小さな湿原が点在し、双子尾根と小日向山の鞍部にある小日向のコルからは、白馬岳や杓子岳、白馬鑓ヶ岳の壮観な眺めが楽しめます。
斜面のトラバースを繰り返しつつ、白馬鑓温泉小屋へ到着!日本で2番目に高いところにある温泉です。白馬鑓ヶ岳の中腹にあり、天然湧出量では標高日本一、開放感抜群の雲上温泉です。
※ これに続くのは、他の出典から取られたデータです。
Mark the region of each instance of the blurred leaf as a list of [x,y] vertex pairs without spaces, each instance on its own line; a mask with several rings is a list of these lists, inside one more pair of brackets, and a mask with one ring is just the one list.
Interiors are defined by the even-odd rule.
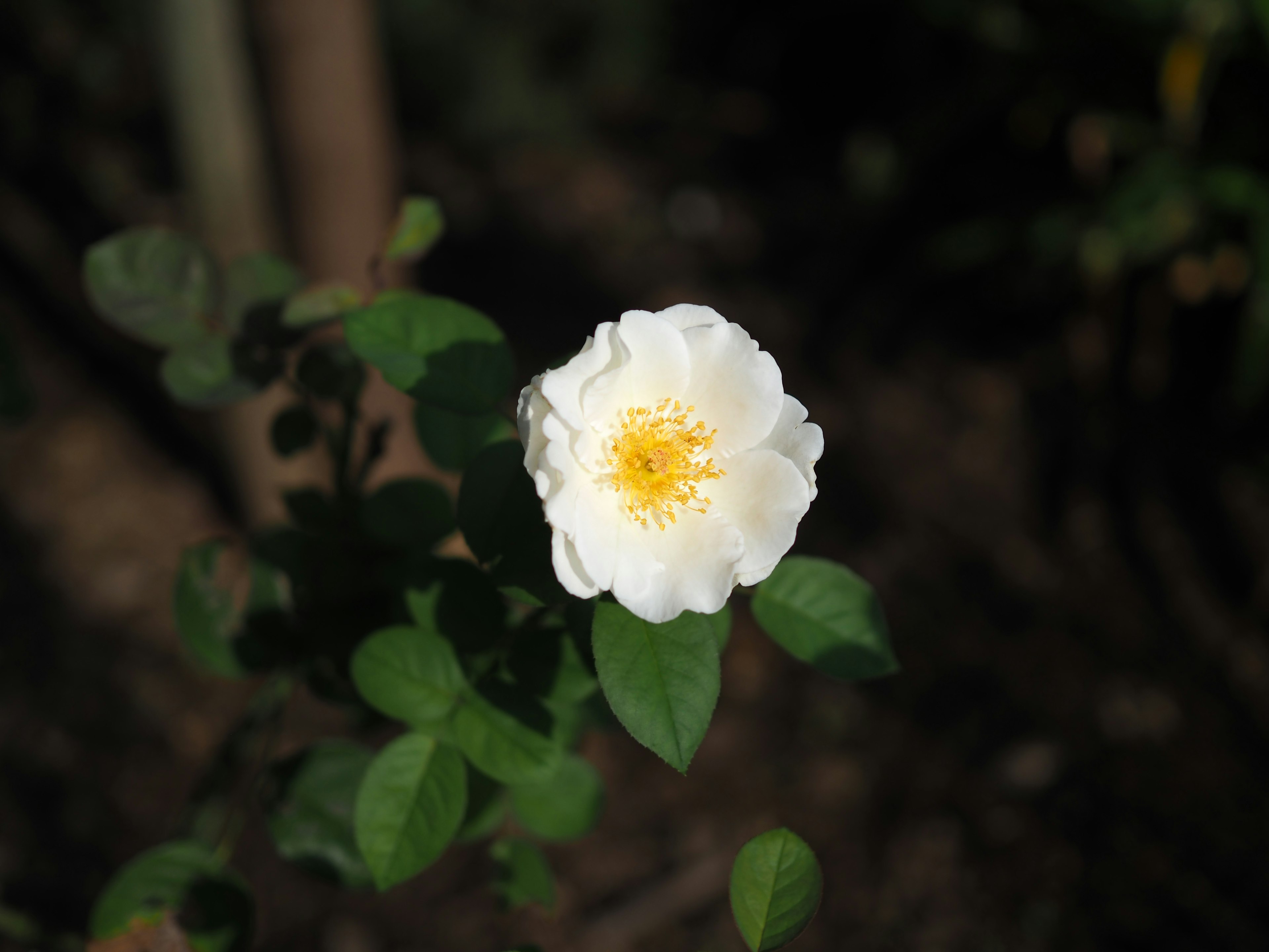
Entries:
[[353,833],[353,805],[373,757],[360,744],[324,740],[275,768],[282,786],[268,821],[283,859],[344,886],[372,885]]
[[36,409],[22,354],[5,327],[0,327],[0,420],[22,423]]
[[390,261],[415,261],[440,240],[445,217],[434,198],[409,195],[392,223],[392,234],[383,245],[383,258]]
[[456,839],[471,842],[492,834],[506,817],[506,787],[467,764],[467,815]]
[[127,932],[133,919],[159,922],[169,909],[184,914],[198,952],[240,952],[250,942],[246,883],[194,840],[164,843],[119,869],[93,906],[89,932],[96,939],[112,938]]
[[269,438],[278,456],[294,456],[301,449],[307,449],[317,439],[317,418],[313,416],[303,404],[288,406],[273,418],[273,426],[269,428]]
[[[551,736],[549,713],[532,696],[504,691],[495,704],[468,688],[454,715],[454,739],[481,772],[503,783],[532,783],[556,772],[563,751]],[[538,722],[546,715],[547,724]],[[530,726],[532,725],[532,726]]]
[[707,614],[706,618],[708,618],[709,625],[713,626],[714,638],[718,641],[718,654],[721,656],[722,650],[727,647],[727,642],[731,641],[731,602],[725,602],[722,608],[713,614]]
[[237,331],[251,308],[284,301],[303,283],[299,272],[266,251],[235,258],[225,269],[225,325]]
[[350,284],[320,284],[292,294],[282,308],[287,327],[308,327],[334,320],[362,306],[362,294]]
[[552,777],[511,787],[511,810],[542,839],[585,836],[604,812],[604,781],[588,760],[569,754]]
[[599,687],[572,638],[557,628],[520,633],[508,669],[525,691],[560,703],[585,701]]
[[654,625],[613,602],[595,605],[591,647],[613,713],[640,744],[687,773],[718,703],[718,640],[700,614]]
[[353,655],[350,670],[371,707],[410,725],[444,717],[466,684],[448,641],[404,626],[371,635]]
[[731,867],[731,911],[753,952],[796,939],[820,906],[824,877],[811,848],[788,829],[741,847]]
[[511,382],[503,331],[447,297],[381,297],[348,315],[344,331],[349,347],[388,383],[444,410],[489,413]]
[[536,845],[519,836],[503,836],[489,848],[494,857],[494,892],[504,909],[537,902],[555,909],[555,877],[551,863]]
[[233,595],[216,584],[216,566],[223,542],[204,542],[180,553],[173,612],[185,647],[208,670],[223,678],[241,678],[242,665],[233,652],[239,618]]
[[428,404],[414,407],[414,428],[428,457],[442,470],[466,470],[492,443],[515,439],[515,426],[501,414],[467,416]]
[[434,863],[467,809],[458,751],[406,734],[379,751],[357,793],[357,844],[382,892]]
[[296,378],[322,400],[353,400],[365,383],[365,368],[346,345],[313,344],[305,350]]
[[567,598],[551,565],[551,527],[519,440],[495,443],[472,459],[458,487],[458,527],[476,557],[492,564],[497,585],[522,589],[542,604]]
[[237,376],[232,344],[221,336],[176,345],[164,358],[159,373],[173,399],[187,406],[226,406],[259,390]]
[[844,565],[786,556],[759,583],[753,612],[786,651],[834,678],[898,670],[877,593]]
[[393,480],[362,501],[362,526],[385,545],[431,548],[454,531],[454,513],[438,484]]
[[102,316],[137,340],[176,347],[207,336],[216,263],[193,239],[166,228],[121,231],[89,248],[84,282]]

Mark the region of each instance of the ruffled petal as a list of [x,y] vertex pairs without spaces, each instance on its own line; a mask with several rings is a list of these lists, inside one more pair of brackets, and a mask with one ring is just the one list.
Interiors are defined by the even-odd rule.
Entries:
[[551,565],[565,592],[577,598],[591,598],[599,594],[599,585],[591,581],[577,557],[577,550],[560,529],[551,533]]
[[727,475],[711,481],[703,495],[745,537],[737,575],[778,562],[797,536],[811,505],[806,480],[793,462],[774,449],[750,449],[727,459]]
[[704,305],[675,305],[656,312],[679,330],[688,327],[706,327],[711,324],[722,324],[726,319],[712,307]]
[[656,406],[688,383],[688,345],[683,331],[669,321],[647,311],[627,311],[617,338],[621,364],[596,377],[581,395],[588,423],[602,433],[618,426],[629,407]]
[[792,459],[811,487],[811,499],[819,495],[820,490],[815,485],[815,463],[824,456],[824,430],[813,423],[806,423],[806,407],[788,393],[784,395],[784,406],[770,434],[755,449],[774,449]]
[[551,404],[542,396],[541,386],[542,376],[538,374],[520,391],[520,400],[515,405],[515,428],[524,447],[524,468],[530,476],[537,472],[538,456],[547,444],[547,438],[542,435],[542,419],[551,411]]
[[772,432],[784,400],[775,358],[737,324],[690,327],[683,339],[692,359],[683,404],[695,406],[692,423],[718,430],[712,454],[726,458],[756,446]]
[[585,345],[563,367],[542,374],[542,396],[574,429],[585,425],[581,413],[581,395],[599,374],[621,366],[622,350],[617,340],[617,325],[607,321],[595,327],[595,336],[586,338]]
[[619,538],[612,593],[650,622],[721,609],[745,552],[740,529],[708,512],[680,513],[664,531],[627,519]]

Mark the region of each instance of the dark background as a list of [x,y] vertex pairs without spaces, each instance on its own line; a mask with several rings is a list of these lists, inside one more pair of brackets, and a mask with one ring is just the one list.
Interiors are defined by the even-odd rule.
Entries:
[[[558,918],[499,919],[476,849],[341,897],[253,828],[261,947],[571,947],[777,823],[825,866],[799,948],[1269,947],[1269,269],[1254,202],[1194,184],[1269,160],[1253,5],[381,18],[406,187],[450,225],[419,282],[499,321],[525,378],[629,307],[742,324],[825,430],[794,551],[878,588],[904,670],[829,683],[740,605],[687,781],[622,735],[584,748],[609,809],[552,852]],[[147,23],[0,1],[0,319],[39,399],[0,437],[0,906],[53,933],[171,835],[242,703],[173,647],[152,555],[232,526],[231,479],[75,272],[181,220]],[[1208,53],[1188,109],[1178,43]],[[310,707],[297,737],[338,721]],[[721,894],[637,943],[741,948]]]

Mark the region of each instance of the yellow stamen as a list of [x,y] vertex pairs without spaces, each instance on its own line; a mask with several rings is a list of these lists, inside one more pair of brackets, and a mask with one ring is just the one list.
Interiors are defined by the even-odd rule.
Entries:
[[641,526],[647,526],[651,517],[662,532],[666,519],[676,522],[676,505],[706,512],[709,498],[697,495],[697,486],[702,480],[725,475],[714,467],[712,457],[699,459],[700,451],[713,446],[718,430],[707,432],[703,420],[688,423],[688,414],[695,407],[683,410],[678,400],[673,400],[674,411],[667,415],[671,400],[665,397],[656,410],[629,407],[624,414],[627,421],[613,437],[608,459],[613,489],[623,495],[626,512]]

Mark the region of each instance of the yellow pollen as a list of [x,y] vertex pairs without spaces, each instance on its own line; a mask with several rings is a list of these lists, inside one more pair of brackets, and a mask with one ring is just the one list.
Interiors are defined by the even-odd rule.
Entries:
[[702,420],[688,423],[693,410],[684,410],[671,397],[659,401],[654,410],[632,406],[613,435],[608,459],[612,484],[634,522],[647,526],[652,519],[664,532],[666,519],[676,522],[675,506],[703,513],[709,505],[709,498],[699,496],[697,487],[702,480],[717,480],[725,473],[712,457],[699,457],[713,446],[718,430],[707,432]]

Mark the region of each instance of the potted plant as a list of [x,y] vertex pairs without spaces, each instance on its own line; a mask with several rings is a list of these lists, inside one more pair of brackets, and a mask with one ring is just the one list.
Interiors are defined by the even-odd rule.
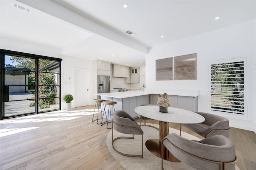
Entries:
[[66,110],[68,111],[71,111],[71,101],[73,100],[74,97],[71,95],[66,95],[64,96],[63,99],[67,103],[67,107]]
[[165,93],[163,95],[159,95],[158,100],[156,103],[159,106],[159,111],[160,112],[168,113],[168,107],[171,106],[168,98],[169,95],[166,93]]

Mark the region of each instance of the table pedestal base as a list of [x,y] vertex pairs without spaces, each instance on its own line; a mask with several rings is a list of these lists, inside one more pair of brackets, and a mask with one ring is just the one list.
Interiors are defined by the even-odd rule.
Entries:
[[[146,142],[146,146],[153,154],[160,158],[162,158],[162,149],[161,142],[159,139],[150,139]],[[164,149],[163,159],[174,162],[179,162],[180,161],[173,156],[165,147]]]

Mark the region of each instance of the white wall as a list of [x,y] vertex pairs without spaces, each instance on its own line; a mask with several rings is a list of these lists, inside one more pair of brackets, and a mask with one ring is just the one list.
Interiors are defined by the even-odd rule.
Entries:
[[[76,100],[73,94],[74,82],[73,71],[75,69],[88,70],[90,72],[90,96],[89,101],[93,104],[92,99],[92,61],[76,57],[66,56],[61,54],[60,49],[44,46],[40,44],[32,43],[16,40],[1,37],[0,48],[16,51],[22,52],[31,54],[45,55],[56,58],[62,58],[61,62],[61,109],[66,109],[65,101],[63,98],[67,94],[71,94]],[[70,79],[68,79],[70,78]],[[72,102],[72,107],[74,107],[74,103]]]
[[[210,61],[247,57],[249,120],[228,119],[230,126],[256,131],[256,108],[253,106],[256,97],[251,95],[256,94],[254,88],[251,88],[255,87],[255,71],[253,70],[256,69],[252,61],[255,60],[256,54],[256,22],[253,20],[152,48],[146,58],[147,88],[200,90],[198,111],[210,112]],[[197,80],[155,80],[156,59],[195,53],[197,53]],[[252,121],[250,120],[251,119]]]

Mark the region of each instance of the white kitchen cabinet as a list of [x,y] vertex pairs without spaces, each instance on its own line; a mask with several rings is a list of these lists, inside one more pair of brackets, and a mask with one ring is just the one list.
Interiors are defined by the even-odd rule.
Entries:
[[[159,97],[158,95],[150,95],[150,104],[157,105],[156,102]],[[169,96],[171,107],[182,109],[192,112],[198,111],[198,97],[181,96]]]
[[140,83],[140,67],[129,68],[129,77],[125,79],[124,83]]
[[113,65],[113,77],[129,77],[129,67],[114,64]]
[[140,67],[132,68],[131,70],[131,83],[140,83]]
[[97,69],[99,70],[110,71],[110,63],[107,62],[102,61],[97,61]]
[[124,78],[124,83],[131,83],[131,68],[129,67],[129,77]]

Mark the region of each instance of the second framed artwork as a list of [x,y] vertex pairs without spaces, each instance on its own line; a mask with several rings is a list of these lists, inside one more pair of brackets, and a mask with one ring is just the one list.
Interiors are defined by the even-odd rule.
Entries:
[[156,60],[156,80],[196,80],[197,53]]

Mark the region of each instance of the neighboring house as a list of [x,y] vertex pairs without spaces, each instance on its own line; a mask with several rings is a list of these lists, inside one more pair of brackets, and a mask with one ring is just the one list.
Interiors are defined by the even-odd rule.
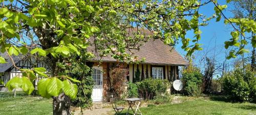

内湯はなく開放的な混浴露天風呂と壁で囲まれた女性専用風呂、気軽に楽しめる足湯があります。温泉に浸かりながら望むご来光や美しい星空はきっと最高の思い出になるはず!
白馬岳の山小屋情報
ここでは紹介したコース上にある山小屋をします。山頂での宿泊はもちろんですが、前泊後泊などに利用することで余裕のある登山を行うことができますよ。
猿倉荘
大雪渓コースの玄関口となる猿倉荘は自然林に囲まれた山小屋。登山相談所が開設され、大雪渓を登るための軽アイゼンの販売も行われています。登山者の車を栂池や蓮華温泉などに運ぶ代行サービス窓口もあるので縦走時には便利です。
白馬尻小屋
大雪渓直下にあり、春に組み立て、シーズンが終わると解体される山小屋。喫茶スペースも充実し、大雪渓へ入る前に一息つける場所でもあります。軽アイゼンの販売もあり。ここで前夜泊する行程を組むと、朝イチで大雪渓に臨める余裕のあるコース取りができます。
※2022年度の営業はありません
白馬頂上宿舎
女性限定のプレミアムレディースルームやテント場もあり、宿泊のスタイルを選ぶことができます。また、山岳パトロールや遭難救助などを行う隊員や昭和大学医学部白馬診療所のスタッフたちがシーズン中は常駐して活動しています。
白馬山荘
頂上直下にある日本最大級の山小屋で、開業は明治時代と老舗。一面ガラス張りの展望レストランからは北アルプスの絶景を楽しみながらくつろげます。相部屋だけでなく、山小屋では珍しい2人用ベッドルームの個室などもあります。
白馬大池山荘
周囲が開けている白馬大池の畔に建つ静かな山小屋。食堂は談話室としても使用され、昼には喫茶営業も行っています。
白馬岳蓮華温泉ロッジ
泉質の違う4つの混浴野天風呂が点在しており、大自然を感じながら開放感に包まれて浸かることができます。内湯もあるので、女性も安心して入浴することができます。
栂池ヒュッテ
吹き抜けの2階ラウンジが特徴的で、広々としたレストランや雰囲気の良いテラスも魅力。ゆとりのある洗い場を備えたお風呂も◎。軽アイゼンのレンタルもあります。
各登山口までのアクセス
ここでは紹介したルートの登山口アクセスについてご紹介します。
猿倉登山口
白馬岳登山だけでなく、白馬三山縦走でよく使われる登山口です。
【クルマの場合】
・上信越自動車道「須坂長野東」IC−国道19号−県道31号−県道33号−県道322号−猿倉
・長野自動車道「安曇野」IC−県道310号−国道147号−国道148号−県道322号−猿倉
【公共交通の場合】
・JR大糸線「白馬」駅下車、路線バス「白馬八方 猿倉線」乗車―「猿倉」バス停下車
【高速バスの場合】
・毎日あるぺん号…都内から猿倉までの直通バス
栂池登山口
小谷村の栂池高原スキー場より、「栂池ゴンドラリフト」と「栂池ロープウェイ」を乗り継いで、登山口となる栂池自然園へ向かいます。
【クルマの場合】
・上信越自動車道「須坂長野東」IC−国道19号−県道31号−県道33号−国道148号−県道433号−栂池駐車場
・長野自動車道「安曇野」IC−県道310号−国道147号−国道148号−県道322号−栂池駐車場
【公共交通機関の場合】
・JR大糸線「白馬」駅下車、アルピコ交通バス「白馬駅-白馬八方-栂池高原線」乗車−「栂池高原」バス停下車
・JR「長野」駅下車、「特急バス長野-白馬線」乗車―「栂池高原」バス停下車
・JR「南小谷」駅下車、小谷村村営バス「栂池高原~南小谷駅~雨飾高原」線または「栂池高原~白馬大池~南小谷」線乗車―「栂池高原」バス停下車
【高速バスの場合】
・アルピコ交通バス…都内から栂池高原への直通バス。
蓮華温泉登山口
小谷村にある蓮華温泉からの登山口になります。
【クルマの場合】
・上信越自動車道「須坂長野東」IC−県道31号−県道33号−国道148号−県道433号−国道148号−県道505号−蓮華温泉
・北陸自動車道「糸魚川」IC−国道148号(千国街道)−県道505号−蓮華温泉
【公共交通の場合】
JR「糸魚川」駅またはJR「平岩」駅下車、「糸魚川バス」乗車ー蓮華温泉
※糸魚川バスは夏季運行のみです。
帰りに寄りたい温泉情報!
白馬岳に来たら外せない温泉!ここでは下山後に立ち寄れる日帰り温泉施設を紹介します。
白馬八方温泉 みみずくの湯
白馬三山の眺望が楽しめる温泉です。桜の時期には夜桜も楽しめます。温泉うどんが名物の茶屋が併設されています。
八方の湯
出典:PIXTA
白馬八方バスターミナル向かいにある、アクセスが便利な日帰り温泉施設です。外には足湯もあるので、時間がないときにはそこで温泉気分を味わうこともできますよ。
山の魅力が盛りだくさんの白馬岳へ!
大雪渓を登る楽しさや眺めの良い稜線歩き、大自然に囲まれた温泉、と楽しむポイントが盛り沢山の白馬岳。難易度は中級者以上向けですが、ぜひ1泊2日で白馬岳へ行ってみてはいかがでしょうか?きっと忘れられない体験ができることでしょう!